I’ve finally managed to find a doctor now who makes the whole thing a lot less embarrassing. He uses his power for good, not ego trips. In fact, despite being straight and good-looking, he makes it easy to bring up really intimate and awkward sex injuries without feeling like a big gay slut.
The other day I was in his rooms at 9am after I had spotted a bit of blood post sex. Although my partner and I had been perfectly vanilla, not doing anything rough or unusual, I had somehow torn myself a little. And so I had the characteristically apocalyptic fear that I was going to bleed to death through my colon. He had to do that thing that straight male doctors probably have nightmares about doing and yet he managed to channel all of his energy into putting me at ease.
“Seriously, don’t worry,” he said as he lubed up his gloved finger, “I have done this so many times I’ve lost count. It must be thousands of times. It’s no big deal.” I relaxed and he did the deed. And after breaking the news to me that I wasn’t bleeding to death, he was even cracking jokes. “Well at least you have more fun than most people have on a workday before breakfast!” I realised on my way to work that he had been the second man to put his finger up there that morning, so perhaps he was right about that.
It’s amazing to have found a doctor who is so relaxed and breezy, reassuring and non-judgemental. I don’t know why they can’t screen applicants to medical school on those criteria as well. It seems pretty important to me.
The battle for dignity and equality isn’t just about gay marriage or the odd gay character on Isidingo.
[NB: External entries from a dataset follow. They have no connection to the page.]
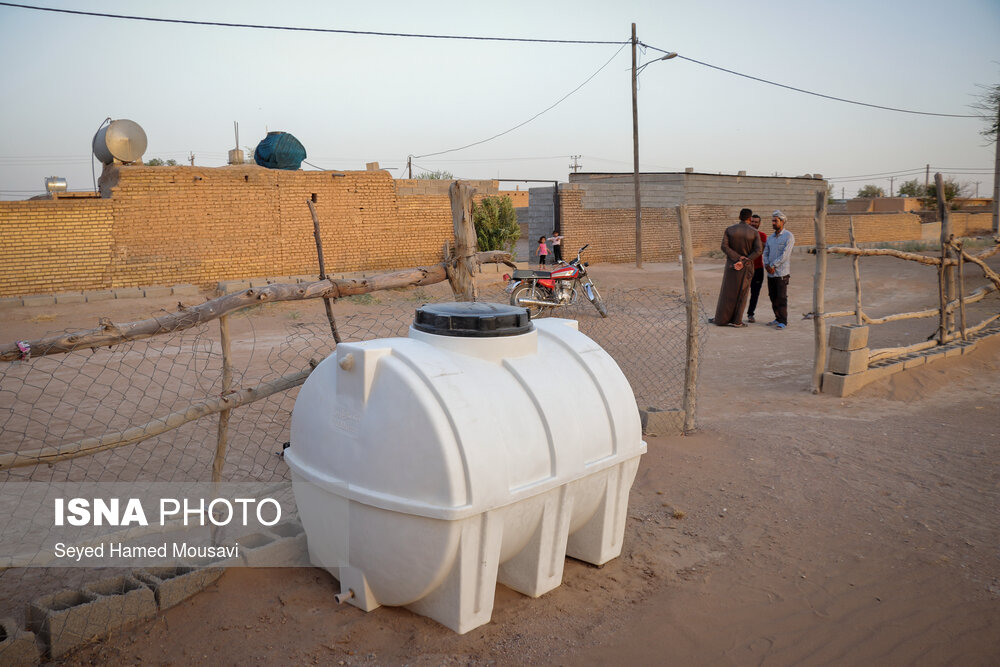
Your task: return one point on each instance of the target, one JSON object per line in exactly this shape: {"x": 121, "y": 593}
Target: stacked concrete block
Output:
{"x": 68, "y": 619}
{"x": 173, "y": 585}
{"x": 847, "y": 366}
{"x": 17, "y": 646}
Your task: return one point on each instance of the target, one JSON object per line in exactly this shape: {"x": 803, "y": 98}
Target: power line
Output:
{"x": 519, "y": 125}
{"x": 256, "y": 26}
{"x": 809, "y": 92}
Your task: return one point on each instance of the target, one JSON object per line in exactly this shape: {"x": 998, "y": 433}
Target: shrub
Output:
{"x": 496, "y": 224}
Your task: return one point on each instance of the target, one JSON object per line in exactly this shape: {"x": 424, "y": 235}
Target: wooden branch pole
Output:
{"x": 819, "y": 283}
{"x": 109, "y": 334}
{"x": 463, "y": 282}
{"x": 856, "y": 259}
{"x": 327, "y": 303}
{"x": 691, "y": 306}
{"x": 961, "y": 290}
{"x": 227, "y": 384}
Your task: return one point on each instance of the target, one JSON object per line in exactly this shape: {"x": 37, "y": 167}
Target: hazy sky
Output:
{"x": 352, "y": 99}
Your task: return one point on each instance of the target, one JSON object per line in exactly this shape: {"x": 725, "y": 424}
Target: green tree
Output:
{"x": 437, "y": 175}
{"x": 952, "y": 189}
{"x": 988, "y": 105}
{"x": 871, "y": 191}
{"x": 911, "y": 188}
{"x": 496, "y": 224}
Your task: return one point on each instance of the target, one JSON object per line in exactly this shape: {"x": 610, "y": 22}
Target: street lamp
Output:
{"x": 635, "y": 147}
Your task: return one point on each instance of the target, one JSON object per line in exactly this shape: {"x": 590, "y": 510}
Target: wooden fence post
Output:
{"x": 819, "y": 283}
{"x": 462, "y": 278}
{"x": 227, "y": 385}
{"x": 691, "y": 306}
{"x": 327, "y": 303}
{"x": 946, "y": 287}
{"x": 858, "y": 317}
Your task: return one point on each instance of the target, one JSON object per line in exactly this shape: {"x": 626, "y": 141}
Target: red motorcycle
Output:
{"x": 541, "y": 291}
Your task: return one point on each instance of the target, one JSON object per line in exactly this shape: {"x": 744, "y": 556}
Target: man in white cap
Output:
{"x": 777, "y": 264}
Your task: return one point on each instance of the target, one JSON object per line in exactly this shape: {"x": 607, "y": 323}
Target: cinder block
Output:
{"x": 662, "y": 422}
{"x": 17, "y": 646}
{"x": 173, "y": 585}
{"x": 99, "y": 295}
{"x": 71, "y": 297}
{"x": 39, "y": 300}
{"x": 843, "y": 385}
{"x": 156, "y": 292}
{"x": 848, "y": 337}
{"x": 232, "y": 286}
{"x": 848, "y": 362}
{"x": 128, "y": 293}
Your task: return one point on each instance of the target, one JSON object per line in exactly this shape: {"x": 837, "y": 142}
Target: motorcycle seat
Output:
{"x": 521, "y": 274}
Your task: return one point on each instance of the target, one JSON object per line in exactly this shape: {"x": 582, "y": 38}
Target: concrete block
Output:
{"x": 185, "y": 290}
{"x": 128, "y": 293}
{"x": 99, "y": 295}
{"x": 843, "y": 385}
{"x": 17, "y": 646}
{"x": 39, "y": 300}
{"x": 66, "y": 619}
{"x": 157, "y": 291}
{"x": 848, "y": 337}
{"x": 662, "y": 422}
{"x": 173, "y": 585}
{"x": 848, "y": 362}
{"x": 232, "y": 286}
{"x": 71, "y": 297}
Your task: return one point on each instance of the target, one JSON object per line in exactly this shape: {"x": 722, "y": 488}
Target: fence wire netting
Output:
{"x": 84, "y": 397}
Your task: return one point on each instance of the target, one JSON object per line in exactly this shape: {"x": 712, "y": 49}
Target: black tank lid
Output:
{"x": 472, "y": 319}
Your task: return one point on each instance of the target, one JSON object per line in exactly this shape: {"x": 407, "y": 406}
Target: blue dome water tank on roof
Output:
{"x": 279, "y": 150}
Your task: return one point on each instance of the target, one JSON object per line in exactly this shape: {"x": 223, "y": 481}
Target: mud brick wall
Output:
{"x": 172, "y": 225}
{"x": 55, "y": 246}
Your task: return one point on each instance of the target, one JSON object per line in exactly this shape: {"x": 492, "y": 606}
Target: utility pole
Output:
{"x": 635, "y": 156}
{"x": 996, "y": 177}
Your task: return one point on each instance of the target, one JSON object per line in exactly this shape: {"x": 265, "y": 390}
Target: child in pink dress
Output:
{"x": 543, "y": 252}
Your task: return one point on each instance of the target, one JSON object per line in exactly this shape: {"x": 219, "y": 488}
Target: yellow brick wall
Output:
{"x": 171, "y": 225}
{"x": 55, "y": 246}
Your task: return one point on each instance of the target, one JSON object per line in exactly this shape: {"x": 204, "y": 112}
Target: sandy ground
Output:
{"x": 790, "y": 529}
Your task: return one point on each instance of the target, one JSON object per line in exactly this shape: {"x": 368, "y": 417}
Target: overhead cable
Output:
{"x": 257, "y": 26}
{"x": 809, "y": 92}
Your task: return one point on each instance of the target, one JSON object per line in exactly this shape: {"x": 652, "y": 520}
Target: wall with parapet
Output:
{"x": 174, "y": 225}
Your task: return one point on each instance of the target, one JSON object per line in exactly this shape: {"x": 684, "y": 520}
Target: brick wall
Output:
{"x": 170, "y": 225}
{"x": 55, "y": 246}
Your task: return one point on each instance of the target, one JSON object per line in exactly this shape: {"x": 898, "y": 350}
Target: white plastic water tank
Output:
{"x": 484, "y": 447}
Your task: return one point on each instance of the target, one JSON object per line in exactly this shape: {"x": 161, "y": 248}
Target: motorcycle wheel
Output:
{"x": 598, "y": 301}
{"x": 529, "y": 292}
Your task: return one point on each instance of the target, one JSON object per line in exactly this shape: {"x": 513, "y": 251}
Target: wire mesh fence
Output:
{"x": 63, "y": 401}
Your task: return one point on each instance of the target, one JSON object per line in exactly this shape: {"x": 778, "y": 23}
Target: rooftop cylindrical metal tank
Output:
{"x": 482, "y": 448}
{"x": 123, "y": 140}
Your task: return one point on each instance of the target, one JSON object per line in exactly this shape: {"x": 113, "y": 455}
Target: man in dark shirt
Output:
{"x": 758, "y": 272}
{"x": 741, "y": 244}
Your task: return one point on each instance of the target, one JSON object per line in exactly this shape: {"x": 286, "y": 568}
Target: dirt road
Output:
{"x": 790, "y": 529}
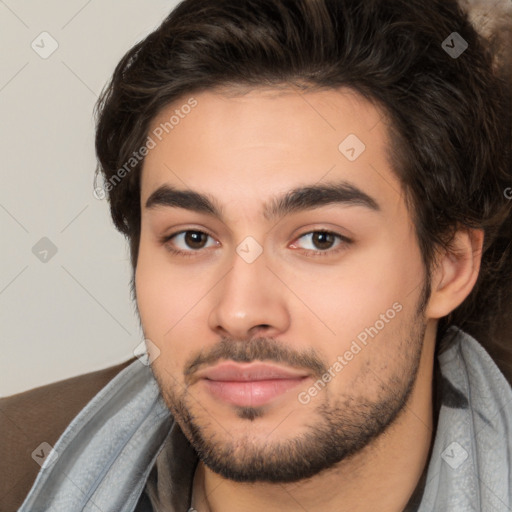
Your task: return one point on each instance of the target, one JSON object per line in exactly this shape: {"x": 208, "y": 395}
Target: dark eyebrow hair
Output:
{"x": 298, "y": 199}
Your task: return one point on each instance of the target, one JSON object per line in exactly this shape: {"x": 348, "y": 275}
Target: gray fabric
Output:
{"x": 107, "y": 454}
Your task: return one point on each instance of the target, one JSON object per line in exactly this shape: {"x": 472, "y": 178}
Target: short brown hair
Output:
{"x": 449, "y": 118}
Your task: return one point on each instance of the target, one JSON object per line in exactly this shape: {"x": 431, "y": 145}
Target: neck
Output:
{"x": 360, "y": 483}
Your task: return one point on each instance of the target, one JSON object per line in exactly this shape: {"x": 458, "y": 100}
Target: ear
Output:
{"x": 455, "y": 273}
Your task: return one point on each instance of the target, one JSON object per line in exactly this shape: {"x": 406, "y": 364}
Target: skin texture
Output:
{"x": 369, "y": 429}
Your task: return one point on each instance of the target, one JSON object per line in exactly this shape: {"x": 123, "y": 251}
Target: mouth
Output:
{"x": 249, "y": 385}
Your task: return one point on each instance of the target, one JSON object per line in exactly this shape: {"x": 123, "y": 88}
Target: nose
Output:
{"x": 249, "y": 301}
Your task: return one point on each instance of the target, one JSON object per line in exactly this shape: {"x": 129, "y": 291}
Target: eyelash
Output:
{"x": 192, "y": 253}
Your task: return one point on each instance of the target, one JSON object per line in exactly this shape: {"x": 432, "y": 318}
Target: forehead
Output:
{"x": 268, "y": 141}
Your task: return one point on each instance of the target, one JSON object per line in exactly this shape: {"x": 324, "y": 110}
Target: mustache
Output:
{"x": 256, "y": 349}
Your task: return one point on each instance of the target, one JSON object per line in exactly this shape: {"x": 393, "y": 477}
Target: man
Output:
{"x": 315, "y": 196}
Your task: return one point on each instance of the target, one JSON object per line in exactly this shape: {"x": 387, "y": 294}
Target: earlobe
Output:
{"x": 456, "y": 273}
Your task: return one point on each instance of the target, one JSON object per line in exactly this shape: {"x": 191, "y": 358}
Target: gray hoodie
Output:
{"x": 108, "y": 457}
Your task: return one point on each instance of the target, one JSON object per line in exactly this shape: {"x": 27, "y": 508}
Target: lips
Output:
{"x": 249, "y": 384}
{"x": 229, "y": 371}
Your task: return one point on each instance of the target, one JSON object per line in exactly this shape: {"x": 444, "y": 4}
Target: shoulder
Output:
{"x": 39, "y": 416}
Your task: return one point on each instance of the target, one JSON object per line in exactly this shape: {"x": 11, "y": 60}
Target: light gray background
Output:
{"x": 73, "y": 313}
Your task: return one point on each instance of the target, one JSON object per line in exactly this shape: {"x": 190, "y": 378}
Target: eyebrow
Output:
{"x": 295, "y": 200}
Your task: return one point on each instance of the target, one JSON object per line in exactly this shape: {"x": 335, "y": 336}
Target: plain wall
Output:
{"x": 73, "y": 313}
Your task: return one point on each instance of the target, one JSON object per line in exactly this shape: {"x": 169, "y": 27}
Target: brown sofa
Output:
{"x": 42, "y": 414}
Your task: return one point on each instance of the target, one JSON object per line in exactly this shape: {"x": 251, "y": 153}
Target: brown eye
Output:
{"x": 189, "y": 242}
{"x": 323, "y": 240}
{"x": 322, "y": 243}
{"x": 195, "y": 239}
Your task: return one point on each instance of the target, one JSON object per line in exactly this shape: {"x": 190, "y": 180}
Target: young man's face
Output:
{"x": 283, "y": 348}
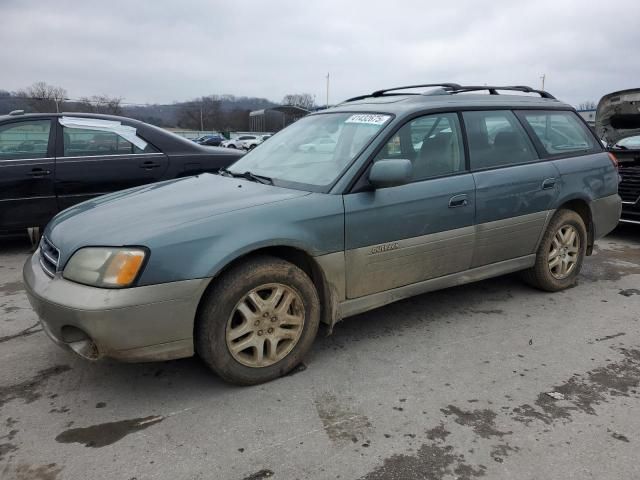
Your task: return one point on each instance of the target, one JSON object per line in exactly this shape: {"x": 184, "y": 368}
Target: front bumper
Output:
{"x": 147, "y": 323}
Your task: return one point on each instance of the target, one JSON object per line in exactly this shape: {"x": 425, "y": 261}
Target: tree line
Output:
{"x": 211, "y": 112}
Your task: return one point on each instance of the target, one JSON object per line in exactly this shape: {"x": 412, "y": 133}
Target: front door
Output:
{"x": 406, "y": 234}
{"x": 94, "y": 160}
{"x": 27, "y": 166}
{"x": 514, "y": 189}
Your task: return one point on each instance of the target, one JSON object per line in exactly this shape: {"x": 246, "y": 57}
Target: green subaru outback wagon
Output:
{"x": 383, "y": 197}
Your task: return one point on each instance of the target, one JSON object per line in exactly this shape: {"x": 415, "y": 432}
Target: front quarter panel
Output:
{"x": 313, "y": 223}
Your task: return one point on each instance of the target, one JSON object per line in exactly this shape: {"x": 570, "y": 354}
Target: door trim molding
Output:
{"x": 369, "y": 302}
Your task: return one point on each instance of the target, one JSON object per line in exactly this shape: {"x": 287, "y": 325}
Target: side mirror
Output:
{"x": 390, "y": 173}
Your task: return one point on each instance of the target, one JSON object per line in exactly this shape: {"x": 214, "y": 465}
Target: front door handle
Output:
{"x": 39, "y": 172}
{"x": 549, "y": 183}
{"x": 148, "y": 165}
{"x": 458, "y": 201}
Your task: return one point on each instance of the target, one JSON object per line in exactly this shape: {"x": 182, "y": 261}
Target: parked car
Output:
{"x": 251, "y": 144}
{"x": 241, "y": 267}
{"x": 49, "y": 162}
{"x": 618, "y": 125}
{"x": 210, "y": 140}
{"x": 238, "y": 141}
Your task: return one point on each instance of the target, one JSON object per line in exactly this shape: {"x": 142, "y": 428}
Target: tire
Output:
{"x": 551, "y": 278}
{"x": 220, "y": 318}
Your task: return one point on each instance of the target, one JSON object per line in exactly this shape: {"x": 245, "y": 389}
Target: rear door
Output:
{"x": 514, "y": 188}
{"x": 406, "y": 234}
{"x": 96, "y": 157}
{"x": 27, "y": 165}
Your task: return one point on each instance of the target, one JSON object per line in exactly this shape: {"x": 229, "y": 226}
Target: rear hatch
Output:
{"x": 618, "y": 125}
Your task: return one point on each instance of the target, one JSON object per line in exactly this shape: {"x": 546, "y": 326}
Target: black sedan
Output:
{"x": 49, "y": 162}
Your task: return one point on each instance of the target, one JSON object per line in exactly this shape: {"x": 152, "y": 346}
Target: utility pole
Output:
{"x": 327, "y": 89}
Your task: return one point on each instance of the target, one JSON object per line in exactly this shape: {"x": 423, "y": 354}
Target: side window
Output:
{"x": 433, "y": 143}
{"x": 496, "y": 139}
{"x": 79, "y": 142}
{"x": 559, "y": 132}
{"x": 28, "y": 139}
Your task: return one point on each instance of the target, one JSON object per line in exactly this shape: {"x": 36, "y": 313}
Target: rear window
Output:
{"x": 559, "y": 133}
{"x": 497, "y": 139}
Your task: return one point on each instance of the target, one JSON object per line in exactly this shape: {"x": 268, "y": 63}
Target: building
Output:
{"x": 274, "y": 119}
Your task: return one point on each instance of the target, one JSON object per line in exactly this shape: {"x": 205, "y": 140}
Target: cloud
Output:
{"x": 163, "y": 51}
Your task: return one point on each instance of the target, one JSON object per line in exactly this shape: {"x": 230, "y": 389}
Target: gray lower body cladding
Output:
{"x": 147, "y": 323}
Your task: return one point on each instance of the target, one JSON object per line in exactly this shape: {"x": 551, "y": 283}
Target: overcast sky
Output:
{"x": 163, "y": 51}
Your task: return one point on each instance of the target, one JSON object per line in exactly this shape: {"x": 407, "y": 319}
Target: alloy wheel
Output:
{"x": 564, "y": 252}
{"x": 265, "y": 325}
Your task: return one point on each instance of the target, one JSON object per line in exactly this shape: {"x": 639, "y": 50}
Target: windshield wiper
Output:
{"x": 247, "y": 176}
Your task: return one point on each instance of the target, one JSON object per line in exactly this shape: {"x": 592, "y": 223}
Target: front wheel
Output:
{"x": 258, "y": 321}
{"x": 560, "y": 254}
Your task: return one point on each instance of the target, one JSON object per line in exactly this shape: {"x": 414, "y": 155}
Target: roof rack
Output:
{"x": 493, "y": 90}
{"x": 380, "y": 93}
{"x": 451, "y": 88}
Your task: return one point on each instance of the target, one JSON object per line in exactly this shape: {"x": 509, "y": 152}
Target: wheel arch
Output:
{"x": 582, "y": 207}
{"x": 295, "y": 255}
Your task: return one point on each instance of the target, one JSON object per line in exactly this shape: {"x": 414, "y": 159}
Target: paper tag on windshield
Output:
{"x": 368, "y": 118}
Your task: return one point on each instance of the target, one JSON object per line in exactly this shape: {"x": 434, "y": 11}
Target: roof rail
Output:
{"x": 493, "y": 90}
{"x": 451, "y": 88}
{"x": 380, "y": 93}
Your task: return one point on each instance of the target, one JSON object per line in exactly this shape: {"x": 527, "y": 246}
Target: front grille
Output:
{"x": 49, "y": 256}
{"x": 629, "y": 188}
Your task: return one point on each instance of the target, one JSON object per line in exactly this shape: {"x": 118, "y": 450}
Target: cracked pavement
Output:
{"x": 489, "y": 380}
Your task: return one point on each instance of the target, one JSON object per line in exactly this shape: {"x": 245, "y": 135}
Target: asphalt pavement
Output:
{"x": 490, "y": 380}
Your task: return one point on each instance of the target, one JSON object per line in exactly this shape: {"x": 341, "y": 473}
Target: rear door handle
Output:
{"x": 39, "y": 172}
{"x": 148, "y": 165}
{"x": 549, "y": 183}
{"x": 458, "y": 201}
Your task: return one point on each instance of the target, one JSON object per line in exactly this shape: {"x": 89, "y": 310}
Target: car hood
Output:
{"x": 134, "y": 216}
{"x": 618, "y": 116}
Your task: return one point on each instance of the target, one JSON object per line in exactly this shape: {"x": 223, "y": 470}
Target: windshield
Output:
{"x": 632, "y": 143}
{"x": 314, "y": 150}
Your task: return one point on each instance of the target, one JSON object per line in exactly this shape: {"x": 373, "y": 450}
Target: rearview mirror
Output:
{"x": 390, "y": 173}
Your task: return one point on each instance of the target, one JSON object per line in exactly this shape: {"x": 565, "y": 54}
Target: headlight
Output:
{"x": 105, "y": 267}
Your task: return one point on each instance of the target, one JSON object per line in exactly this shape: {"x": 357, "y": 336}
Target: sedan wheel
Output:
{"x": 265, "y": 325}
{"x": 560, "y": 253}
{"x": 257, "y": 321}
{"x": 564, "y": 251}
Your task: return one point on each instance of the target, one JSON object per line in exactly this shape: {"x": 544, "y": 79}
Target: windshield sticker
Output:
{"x": 367, "y": 118}
{"x": 124, "y": 131}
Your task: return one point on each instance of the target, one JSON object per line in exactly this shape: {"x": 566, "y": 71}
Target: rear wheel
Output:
{"x": 560, "y": 254}
{"x": 258, "y": 321}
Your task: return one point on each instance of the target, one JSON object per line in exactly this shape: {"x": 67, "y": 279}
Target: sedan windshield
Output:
{"x": 631, "y": 143}
{"x": 314, "y": 151}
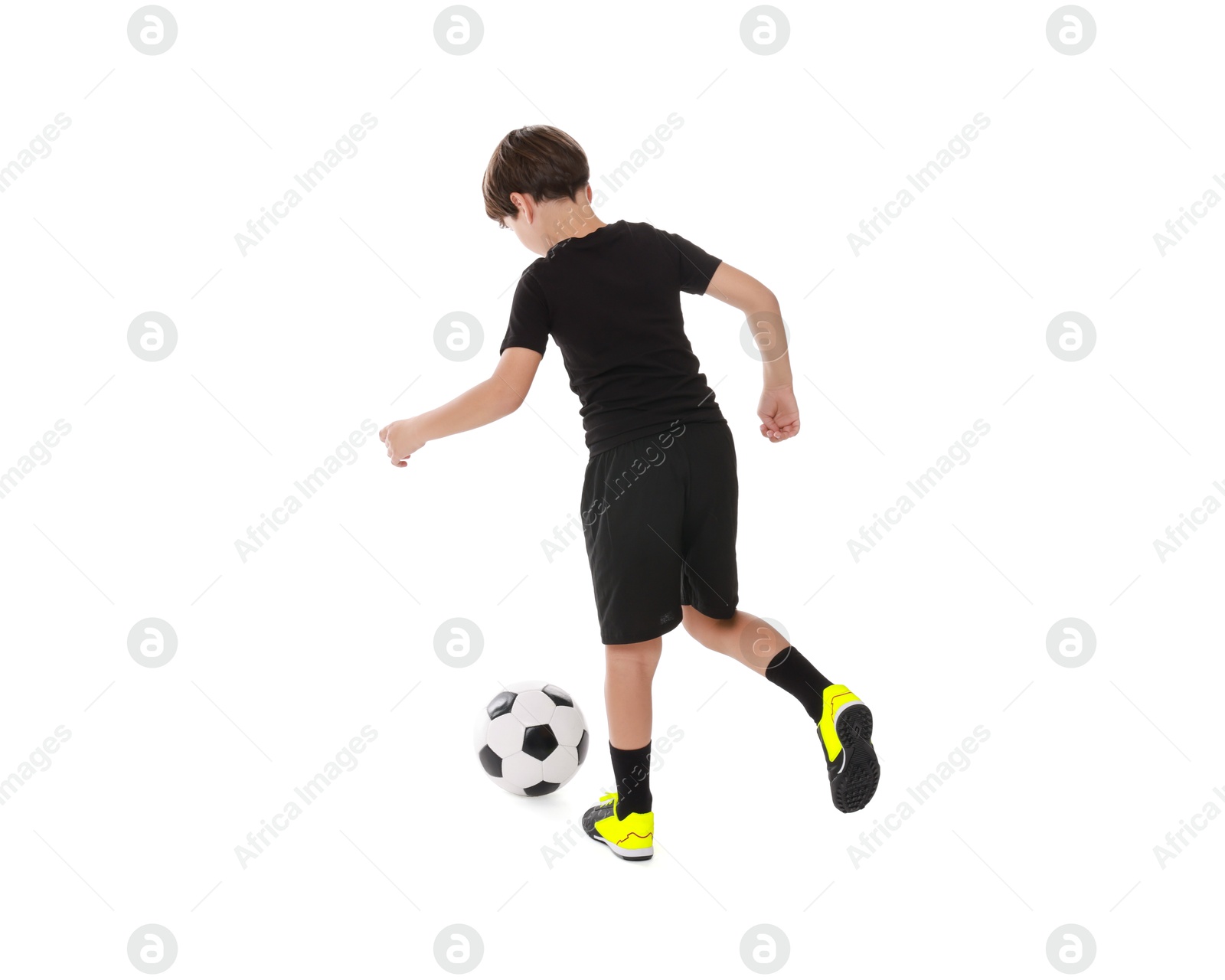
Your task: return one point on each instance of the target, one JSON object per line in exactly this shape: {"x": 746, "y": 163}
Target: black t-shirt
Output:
{"x": 612, "y": 302}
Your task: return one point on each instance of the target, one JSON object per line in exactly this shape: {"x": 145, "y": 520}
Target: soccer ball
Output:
{"x": 531, "y": 739}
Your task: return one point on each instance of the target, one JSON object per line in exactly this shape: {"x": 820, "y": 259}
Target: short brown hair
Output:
{"x": 541, "y": 161}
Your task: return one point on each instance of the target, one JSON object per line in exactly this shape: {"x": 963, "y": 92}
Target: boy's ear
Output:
{"x": 524, "y": 204}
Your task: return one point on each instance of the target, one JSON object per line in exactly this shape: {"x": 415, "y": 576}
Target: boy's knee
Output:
{"x": 701, "y": 626}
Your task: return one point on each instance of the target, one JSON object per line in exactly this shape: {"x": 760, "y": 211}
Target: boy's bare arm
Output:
{"x": 489, "y": 401}
{"x": 777, "y": 410}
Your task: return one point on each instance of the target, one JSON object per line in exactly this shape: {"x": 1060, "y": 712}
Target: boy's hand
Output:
{"x": 402, "y": 439}
{"x": 779, "y": 414}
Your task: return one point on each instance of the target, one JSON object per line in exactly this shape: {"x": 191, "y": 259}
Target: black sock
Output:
{"x": 800, "y": 679}
{"x": 631, "y": 769}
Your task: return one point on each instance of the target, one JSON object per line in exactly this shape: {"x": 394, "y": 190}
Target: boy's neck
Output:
{"x": 563, "y": 220}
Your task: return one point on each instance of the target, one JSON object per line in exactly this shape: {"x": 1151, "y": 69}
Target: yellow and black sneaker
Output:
{"x": 631, "y": 838}
{"x": 845, "y": 730}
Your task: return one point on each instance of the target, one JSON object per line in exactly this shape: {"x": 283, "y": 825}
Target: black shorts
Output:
{"x": 659, "y": 518}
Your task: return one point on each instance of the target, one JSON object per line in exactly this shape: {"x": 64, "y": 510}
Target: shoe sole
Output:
{"x": 855, "y": 782}
{"x": 625, "y": 854}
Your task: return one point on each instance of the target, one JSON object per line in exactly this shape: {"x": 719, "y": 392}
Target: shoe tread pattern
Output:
{"x": 853, "y": 779}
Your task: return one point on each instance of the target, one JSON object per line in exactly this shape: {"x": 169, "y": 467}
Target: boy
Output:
{"x": 661, "y": 492}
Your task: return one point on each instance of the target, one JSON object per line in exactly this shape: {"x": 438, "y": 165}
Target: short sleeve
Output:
{"x": 530, "y": 318}
{"x": 695, "y": 266}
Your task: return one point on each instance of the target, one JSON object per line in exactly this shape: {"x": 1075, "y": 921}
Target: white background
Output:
{"x": 282, "y": 353}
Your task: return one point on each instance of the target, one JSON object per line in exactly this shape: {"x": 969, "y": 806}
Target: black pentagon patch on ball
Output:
{"x": 490, "y": 761}
{"x": 539, "y": 741}
{"x": 557, "y": 696}
{"x": 501, "y": 704}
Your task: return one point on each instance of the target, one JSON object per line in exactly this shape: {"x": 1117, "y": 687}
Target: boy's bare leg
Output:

We will only be free when we can drop our pants at the doctor without being lectured on the moral flexibility of our partners and we can leave without thinking: but did he check the thing I’m really worried about but too awkward to ask? We all have sex. We all worry about our health. We’re all frail little humans with bodies that need care.
Visiting the doctor will always be shitty, but I hope that one day it will at least be no shittier for gay folk than it is for those who have sex the ‘conventional’ way.